According to Vanity Fair, Lane Kiffin’s initial years as a high-end coach went hard on him, and he developed a habit of pounding beers and drinking vodka, which took a heavy toll on his marriage. In 2021, he stopped drinking and adopted hot yoga and pickleball as a way to deal with stress.
In a 2024 interview with ESPN, he shared the following excerpt from his Alcoholics Anonymous journal:
“Ego was being replaced with self-respect, resentment and hatred were being replaced with tolerance and understanding.”
Lane Kiffin’s move to LSU: More than money?
For a while, it’s been understood that Lane Kiffin’s decision to move from Ole Miss to LSU was primarily motivated by financial aspects. In his latest interview with Vanity Fair, Kiffin seems to make it look like it was about taking a stance against racism:
“‘Hey, coach, we really like you. But my grandparents aren’t letting me move to Oxford, Mississippi.’ That doesn’t come up when you say Baton Rouge, Louisiana. Parents were sitting here this weekend saying the campus’s diversity feels so great: ‘It feels like there’s no segregation.

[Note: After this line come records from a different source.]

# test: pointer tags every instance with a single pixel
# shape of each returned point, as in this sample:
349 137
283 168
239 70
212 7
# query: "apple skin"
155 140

And we want that for our kid because that’s the real world.’”
Ole Miss is known to be one of the most socially conservative educational institutions, with the school using Confederate-related iconography repeatedly. It also has a contentious history of riots and racist incidents during the Civil Rights era, including connections to the Ku Klux Klan.
However, it could seem like the allegation by Kiffin is coming out of left field, after his reputation took a hit for leaving the Rebels in the wake of their first College Football Playoff participation.